From Goodreads: Lisa Hefner Heitz has traveled the state in search of its ghostly folklore. What she has unearthed is a fascinating blend of oral histories, contemporary eyewitness accounts, and local legends. Creepy and chilling, sometimes humorous, and always engaging, her book features tales about ghosts, poltergeists, spook lights, and a host of other restless spirits that haunt Kansas. Heitz's spine-tingling collection of stories raps and taps and moans and groans through a wealth of descriptions of infamous Kansas phantoms, as well as disconcerting personal experiences related by former skeptics. Many of these ghosts, she shows, are notoriously linked to specific Kansas structures or locations, whether an eighteenth-century mansion in Atchison or a deep - some have claimed bottomless - pool near Ashland. |
I've been searching out some local ghost tales this month. I have to say, trying to finish this up at night, down in the basement while walking on my treadmill was probably not the smartest idea ever! I was just sure I was going to see something when I turned around!
It's fun to hear stories from places that you have heard of or even been to. While the previous local ghosts book I read, Haunted Kansas City, Missouri focused on primarily public and often well known places, the stories were often vague or very generalized. In Haunted Kansas, the author tells the stories, often quite detailed, including different versions of the legend and discussing how it changes over time, or the purpose that the story served in the community, grouped by type.

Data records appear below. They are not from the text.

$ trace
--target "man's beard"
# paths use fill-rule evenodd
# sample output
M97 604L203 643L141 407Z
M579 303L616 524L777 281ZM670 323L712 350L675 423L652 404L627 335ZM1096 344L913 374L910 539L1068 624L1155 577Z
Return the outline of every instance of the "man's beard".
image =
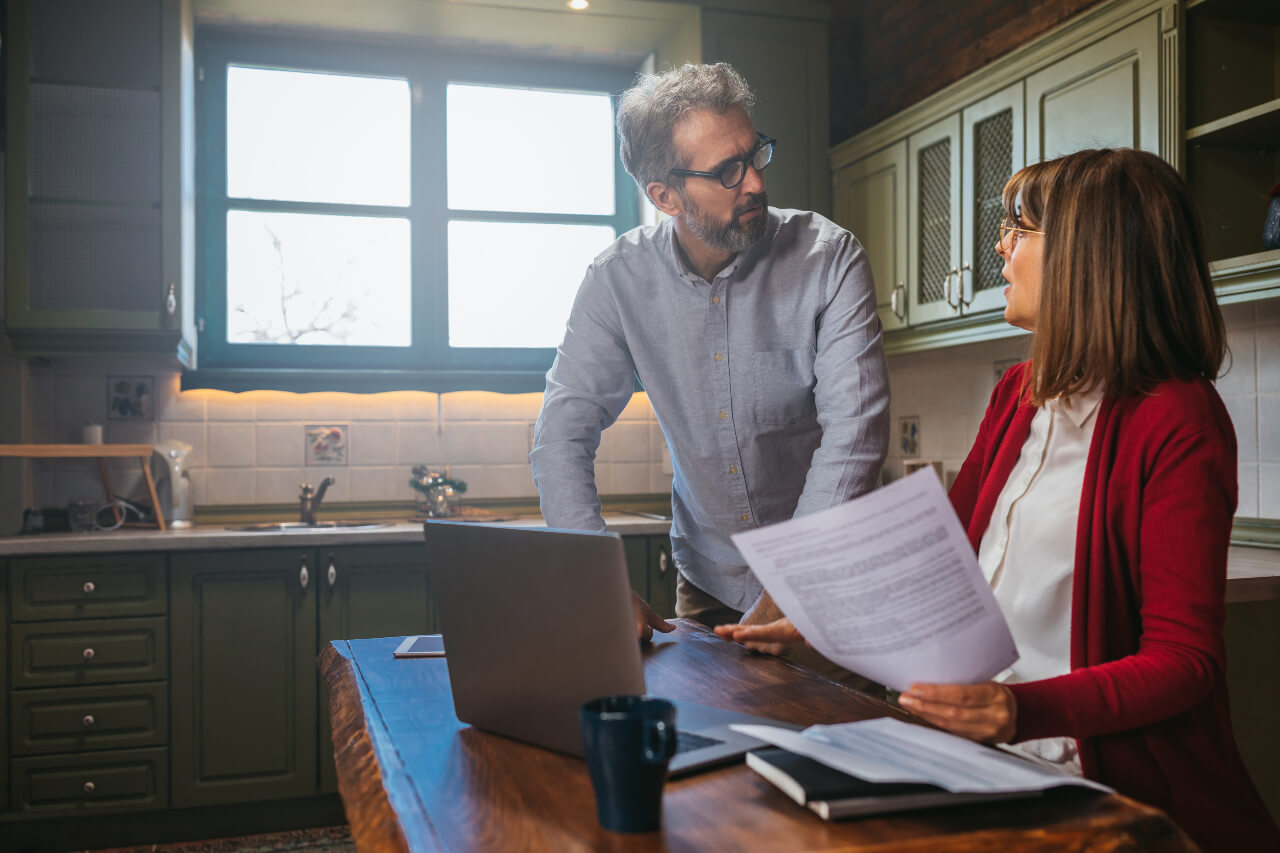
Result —
M704 207L699 207L684 191L680 192L685 202L685 224L700 241L722 252L737 254L749 248L769 225L769 196L764 192L749 195L742 204L733 209L733 215L728 222L722 223L709 214ZM760 206L760 213L754 219L739 222L748 210Z

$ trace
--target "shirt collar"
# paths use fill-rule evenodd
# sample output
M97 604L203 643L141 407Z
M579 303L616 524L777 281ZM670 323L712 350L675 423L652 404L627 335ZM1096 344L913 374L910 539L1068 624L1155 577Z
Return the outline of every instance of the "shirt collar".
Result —
M1079 393L1071 394L1069 402L1064 402L1061 397L1051 400L1051 403L1062 410L1071 423L1075 424L1076 429L1084 426L1085 421L1093 416L1093 412L1098 410L1098 405L1102 402L1102 389L1091 388L1088 391L1082 391Z

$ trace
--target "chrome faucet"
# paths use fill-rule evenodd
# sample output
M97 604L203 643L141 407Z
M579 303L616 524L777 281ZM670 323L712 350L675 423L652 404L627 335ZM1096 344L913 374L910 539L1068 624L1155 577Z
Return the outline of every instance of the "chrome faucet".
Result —
M315 525L316 510L320 508L320 502L324 501L324 493L335 482L332 476L326 476L320 480L320 488L317 489L312 489L310 483L298 484L298 488L302 489L298 493L298 501L302 503L302 524Z

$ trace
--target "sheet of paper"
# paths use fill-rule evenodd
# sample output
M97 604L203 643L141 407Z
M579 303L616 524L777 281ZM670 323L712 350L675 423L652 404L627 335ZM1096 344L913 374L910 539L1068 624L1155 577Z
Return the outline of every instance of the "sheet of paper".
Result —
M1079 785L1111 790L1055 767L891 717L809 726L737 725L736 731L876 783L931 783L956 794Z
M1018 660L932 467L733 544L814 648L896 690L984 681Z

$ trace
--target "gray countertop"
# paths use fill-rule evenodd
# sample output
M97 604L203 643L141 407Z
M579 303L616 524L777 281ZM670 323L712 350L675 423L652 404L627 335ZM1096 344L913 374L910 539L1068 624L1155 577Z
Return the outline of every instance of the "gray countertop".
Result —
M605 514L609 530L622 535L663 534L671 521L639 515ZM504 526L543 528L540 516L500 521ZM215 551L233 548L324 547L358 544L403 544L422 540L420 523L399 523L385 528L315 530L248 532L224 526L191 528L187 530L129 529L110 533L46 533L0 538L0 557L29 555L120 553L125 551Z

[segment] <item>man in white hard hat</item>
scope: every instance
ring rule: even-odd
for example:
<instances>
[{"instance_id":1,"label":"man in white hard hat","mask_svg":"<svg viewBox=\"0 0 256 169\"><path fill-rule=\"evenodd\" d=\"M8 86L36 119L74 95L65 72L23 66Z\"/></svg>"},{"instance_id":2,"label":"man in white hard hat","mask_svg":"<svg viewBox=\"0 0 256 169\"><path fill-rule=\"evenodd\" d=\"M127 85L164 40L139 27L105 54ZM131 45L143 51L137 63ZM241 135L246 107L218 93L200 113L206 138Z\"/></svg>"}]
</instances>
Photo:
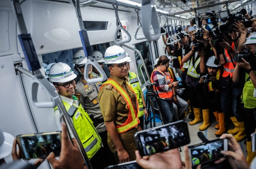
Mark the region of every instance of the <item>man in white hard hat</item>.
<instances>
[{"instance_id":1,"label":"man in white hard hat","mask_svg":"<svg viewBox=\"0 0 256 169\"><path fill-rule=\"evenodd\" d=\"M251 53L247 53L243 57L237 54L234 56L234 59L238 62L234 71L232 80L235 83L238 82L240 79L245 82L241 98L243 113L245 115L245 130L247 136L247 160L250 163L256 156L256 152L252 152L250 148L252 144L250 135L256 128L256 75L255 73L256 70L256 32L252 34L243 45L246 45Z\"/></svg>"},{"instance_id":2,"label":"man in white hard hat","mask_svg":"<svg viewBox=\"0 0 256 169\"><path fill-rule=\"evenodd\" d=\"M93 125L101 138L103 147L102 147L100 151L101 153L105 154L105 157L102 159L102 163L105 165L105 167L115 164L114 154L110 151L108 144L108 132L104 123L104 119L98 98L100 88L102 84L101 82L89 83L84 79L84 65L87 59L85 57L83 50L76 51L74 53L73 58L75 59L73 60L75 64L75 70L81 72L79 74L79 81L76 84L75 96L90 115L90 117L93 122ZM75 59L77 58L79 59ZM86 72L88 74L89 79L97 78L92 76L92 65L91 65L89 72Z\"/></svg>"},{"instance_id":3,"label":"man in white hard hat","mask_svg":"<svg viewBox=\"0 0 256 169\"><path fill-rule=\"evenodd\" d=\"M135 92L125 78L130 58L116 45L107 49L104 56L110 75L102 85L98 98L108 129L108 143L118 162L135 160L134 135L139 123L139 104Z\"/></svg>"},{"instance_id":4,"label":"man in white hard hat","mask_svg":"<svg viewBox=\"0 0 256 169\"><path fill-rule=\"evenodd\" d=\"M101 139L97 132L90 118L89 114L84 111L81 103L74 96L76 82L75 74L71 68L67 64L59 62L53 65L49 73L49 81L53 83L59 93L66 110L70 115L73 125L82 143L87 156L93 161L93 159L97 159L101 144ZM61 116L57 107L54 108L57 127L61 130L60 119ZM69 130L73 142L76 144L74 136ZM97 159L96 159L97 160ZM98 164L91 163L95 168L98 167Z\"/></svg>"}]
</instances>

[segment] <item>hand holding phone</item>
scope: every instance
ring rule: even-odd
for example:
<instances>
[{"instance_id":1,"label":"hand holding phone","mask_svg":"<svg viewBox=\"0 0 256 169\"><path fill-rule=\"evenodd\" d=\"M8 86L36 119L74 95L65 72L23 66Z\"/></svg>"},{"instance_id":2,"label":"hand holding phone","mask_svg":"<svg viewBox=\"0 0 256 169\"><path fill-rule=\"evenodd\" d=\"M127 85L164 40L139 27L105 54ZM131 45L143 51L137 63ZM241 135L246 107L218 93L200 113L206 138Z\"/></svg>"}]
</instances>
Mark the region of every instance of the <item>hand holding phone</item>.
<instances>
[{"instance_id":1,"label":"hand holding phone","mask_svg":"<svg viewBox=\"0 0 256 169\"><path fill-rule=\"evenodd\" d=\"M227 158L232 169L249 169L250 165L246 161L246 159L241 149L241 147L237 142L234 136L227 134L223 134L220 139L228 139L229 141L229 151L222 151L222 153L227 156L226 158L222 158L215 162L219 164Z\"/></svg>"}]
</instances>

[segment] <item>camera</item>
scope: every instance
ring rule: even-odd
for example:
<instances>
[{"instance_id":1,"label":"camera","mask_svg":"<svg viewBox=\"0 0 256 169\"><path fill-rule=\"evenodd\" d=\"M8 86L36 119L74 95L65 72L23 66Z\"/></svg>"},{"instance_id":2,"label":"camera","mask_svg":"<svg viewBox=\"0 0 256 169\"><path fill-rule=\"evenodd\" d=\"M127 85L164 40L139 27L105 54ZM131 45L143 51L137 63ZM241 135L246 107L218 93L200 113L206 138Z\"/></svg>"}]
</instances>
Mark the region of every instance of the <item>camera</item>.
<instances>
[{"instance_id":1,"label":"camera","mask_svg":"<svg viewBox=\"0 0 256 169\"><path fill-rule=\"evenodd\" d=\"M201 29L199 29L197 32L195 32L196 39L198 41L201 40L203 39L204 32Z\"/></svg>"},{"instance_id":2,"label":"camera","mask_svg":"<svg viewBox=\"0 0 256 169\"><path fill-rule=\"evenodd\" d=\"M196 44L195 44L195 47L194 48L194 51L201 51L202 48L203 48L203 44L201 42L198 42Z\"/></svg>"},{"instance_id":3,"label":"camera","mask_svg":"<svg viewBox=\"0 0 256 169\"><path fill-rule=\"evenodd\" d=\"M203 76L202 77L204 78L203 83L205 84L208 84L210 82L210 78L212 76L211 75L209 74L206 74L205 76Z\"/></svg>"},{"instance_id":4,"label":"camera","mask_svg":"<svg viewBox=\"0 0 256 169\"><path fill-rule=\"evenodd\" d=\"M243 58L246 61L249 62L252 59L252 57L253 57L254 55L247 49L236 54L234 56L234 60L237 62L243 62L242 58Z\"/></svg>"}]
</instances>

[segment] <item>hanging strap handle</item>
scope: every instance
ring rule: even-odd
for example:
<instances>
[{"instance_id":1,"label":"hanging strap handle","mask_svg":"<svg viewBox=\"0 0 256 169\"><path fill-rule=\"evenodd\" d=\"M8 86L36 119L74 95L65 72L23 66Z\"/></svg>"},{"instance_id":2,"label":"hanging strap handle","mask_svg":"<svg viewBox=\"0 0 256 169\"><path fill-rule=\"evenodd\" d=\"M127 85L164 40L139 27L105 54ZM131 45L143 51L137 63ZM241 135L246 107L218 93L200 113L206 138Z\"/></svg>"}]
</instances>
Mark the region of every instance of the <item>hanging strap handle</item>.
<instances>
[{"instance_id":1,"label":"hanging strap handle","mask_svg":"<svg viewBox=\"0 0 256 169\"><path fill-rule=\"evenodd\" d=\"M125 43L128 43L130 41L131 41L131 37L130 35L130 34L127 31L127 30L125 29L123 26L122 26L122 24L121 23L121 22L120 21L120 19L119 19L119 16L118 15L118 5L119 3L118 1L117 0L115 0L116 1L116 8L115 7L115 5L112 5L113 8L114 8L114 9L115 9L115 13L116 15L116 17L117 18L117 29L116 30L116 33L115 33L115 38L114 38L114 42L115 42L115 43L116 44L121 44ZM119 33L119 30L121 30L121 31L124 31L126 34L127 34L127 36L128 36L128 39L125 41L120 41L118 40L117 37L118 35L118 34Z\"/></svg>"},{"instance_id":2,"label":"hanging strap handle","mask_svg":"<svg viewBox=\"0 0 256 169\"><path fill-rule=\"evenodd\" d=\"M153 5L153 7L151 7L151 5ZM142 29L148 41L157 41L160 38L159 22L154 5L154 0L142 0L141 1ZM150 32L151 25L152 25L154 34Z\"/></svg>"},{"instance_id":3,"label":"hanging strap handle","mask_svg":"<svg viewBox=\"0 0 256 169\"><path fill-rule=\"evenodd\" d=\"M18 39L28 68L30 71L32 71L33 74L31 80L32 102L35 106L38 108L56 107L59 102L58 94L40 71L41 66L31 36L30 34L27 33L19 1L18 0L11 0L11 2L12 2L11 4L14 12L14 16L16 17L18 25L21 34L18 35ZM38 101L37 92L39 84L50 96L51 102Z\"/></svg>"},{"instance_id":4,"label":"hanging strap handle","mask_svg":"<svg viewBox=\"0 0 256 169\"><path fill-rule=\"evenodd\" d=\"M71 2L70 2L70 0L71 0ZM92 52L91 51L91 44L89 40L87 31L85 30L84 25L83 24L83 21L82 20L80 10L79 0L70 0L69 1L71 3L72 2L72 4L73 4L75 7L76 16L78 19L78 22L80 26L80 29L81 30L79 31L79 35L80 35L80 38L81 39L82 49L85 56L87 57L87 61L86 61L84 68L84 69L85 70L85 72L89 72L91 65L92 65L97 70L98 70L100 74L101 75L101 76L99 76L99 78L90 79L89 78L88 74L85 73L84 74L84 80L90 83L102 82L107 78L107 76L101 66L100 66L99 63L97 62L91 56L92 55Z\"/></svg>"}]
</instances>

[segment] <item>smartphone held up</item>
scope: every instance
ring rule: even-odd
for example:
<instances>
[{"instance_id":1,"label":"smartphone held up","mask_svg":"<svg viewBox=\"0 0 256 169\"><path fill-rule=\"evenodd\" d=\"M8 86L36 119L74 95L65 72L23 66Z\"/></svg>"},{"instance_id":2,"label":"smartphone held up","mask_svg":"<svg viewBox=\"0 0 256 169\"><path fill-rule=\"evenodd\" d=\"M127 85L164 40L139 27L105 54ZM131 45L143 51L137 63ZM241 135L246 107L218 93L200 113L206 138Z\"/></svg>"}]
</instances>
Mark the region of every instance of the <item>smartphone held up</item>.
<instances>
[{"instance_id":1,"label":"smartphone held up","mask_svg":"<svg viewBox=\"0 0 256 169\"><path fill-rule=\"evenodd\" d=\"M190 143L187 123L183 120L137 132L137 148L145 156L181 147Z\"/></svg>"}]
</instances>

While many of the stories are treated with a great deal of skepticism, often the many different versions of the stories undermine their credibility (kind of like the whispered secret game, where the message rarely ends how it starts out), there is still plenty here to give you goosebumps, especially if your setting is ripe! (i. e. cobwebby basement at night, with your back to the room, did I mention that was a bad idea?) I do wish there had been more photos of locations as there was in Haunted Kansas City, Missouri, but a lot of these stories are set in private places, or areas where there really isn't much to see, or are no longer as they once were, so a lack of images is understandable.
I do recommend them both if you are interested in local Kansas legends, history and hauntings, but of the two, Haunted Kansas was by far the more informative and a meatier read. There is also a notes and sources section at the back that lends credence to the author's work, giving ideas for further reading if you are interested.
And with this, I think I'll say goodbye to October and to ghosts for awhile! Happy Halloween everyone!